Negociações em estágio avançado, mas sem consenso
Em meio ao cenário de desgaste militar, o porta-voz do Ministério das Relações Exteriores do Catar, Majed al-Ansari, afirmou nesta terça-feira (4) que os esforços para resolver o conflito entre os Estados Unidos e o Irã estão em “estágios bastante avançados”, acrescentando que minutas de um possível acordo já estão “circulando”.
Autoridades iranianas, no entanto, negam qualquer avanço nas negociações.
O analista Lourival Sant’Anna identificou um padrão recorrente nas movimentações diplomáticas.
“Quando chega o fim de semana, Trump ameaça o Irã.
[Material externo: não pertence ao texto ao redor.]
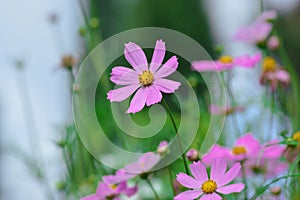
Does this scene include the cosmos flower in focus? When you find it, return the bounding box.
[107,40,181,113]
[174,159,245,200]
[259,57,290,91]
[80,182,137,200]
[103,152,160,184]
[192,53,261,72]
[233,10,277,45]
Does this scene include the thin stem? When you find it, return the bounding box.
[260,0,264,12]
[241,161,248,200]
[249,174,300,200]
[167,167,176,196]
[146,178,159,200]
[162,98,190,175]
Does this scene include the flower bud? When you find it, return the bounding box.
[186,149,199,161]
[157,140,169,154]
[271,187,281,196]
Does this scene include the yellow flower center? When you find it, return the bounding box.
[263,57,277,72]
[201,180,217,194]
[293,131,300,142]
[219,56,233,64]
[232,146,247,155]
[109,184,117,190]
[139,70,154,86]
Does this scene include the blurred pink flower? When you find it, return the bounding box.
[259,57,290,90]
[185,149,199,161]
[192,53,261,72]
[103,152,160,184]
[107,40,180,113]
[208,104,245,115]
[201,134,288,178]
[233,10,277,44]
[80,182,137,200]
[174,159,245,200]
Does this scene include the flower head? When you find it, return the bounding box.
[174,159,245,200]
[186,149,199,161]
[259,57,290,90]
[107,40,180,113]
[103,152,160,184]
[80,182,137,200]
[192,53,261,72]
[208,104,245,115]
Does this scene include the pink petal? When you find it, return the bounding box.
[210,158,227,182]
[126,87,147,113]
[190,161,208,183]
[234,53,262,67]
[217,163,241,187]
[174,190,203,200]
[200,193,222,200]
[154,56,178,79]
[201,144,229,166]
[145,85,162,106]
[110,67,139,85]
[176,173,201,188]
[154,78,181,93]
[192,60,220,72]
[275,70,291,84]
[217,183,245,194]
[150,40,166,73]
[235,133,261,157]
[107,84,141,102]
[80,194,99,200]
[124,42,148,73]
[234,22,272,44]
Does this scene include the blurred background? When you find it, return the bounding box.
[0,0,300,200]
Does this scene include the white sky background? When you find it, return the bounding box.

Inclusive, nesse fim de semana, disse que haveria o maior ataque contra o Irã desde a Segunda Guerra Mundial. E aí, quando os mercados vão abrir, a partir do domingo à noite, ele começa a acalmar os ânimos e dizer que existem negociações”, explicou.
Impasse sobre o Estreito de Ormuz deve perdurar
Para Sant’Anna, o núcleo do impasse está na incapacidade americana de impor ao Irã a retomada da livre navegação no Estreito de Ormuz.
“Está claro para os Estados Unidos que eles não têm condições de obrigar o Irã a aceitar a retomada da navegação livre no Estreito de Ormuz”, afirmou o analista. Segundo ele, eventuais acordos e memorandos de entendimento sempre esbarrarão nessa limitação.
O analista destacou ainda as exigências iranianas para qualquer acordo: o direito de enriquecer urânio, a retomada do programa nuclear — descrito pelo país como pacífico —, o levantamento das sanções sobre o petróleo e o descongelamento de mais de US$ 100 bilhões em depósitos bancários no Golfo Pérsico.
Além disso, Sant’Anna mencionou uma promessa do governo americano de contribuir para um fundo de investimentos de até US$ 300 bilhões para a reconstrução do Irã.
Apesar disso, a Guarda Revolucionária Islâmica exige garantias de que o país não voltará a ser atacado — e, para assegurá-las, pretende manter a capacidade de fechar o Estreito de Ormuz quando considerar necessário.
“Esse é um impasse que vai perdurar”, concluiu Sant’Anna.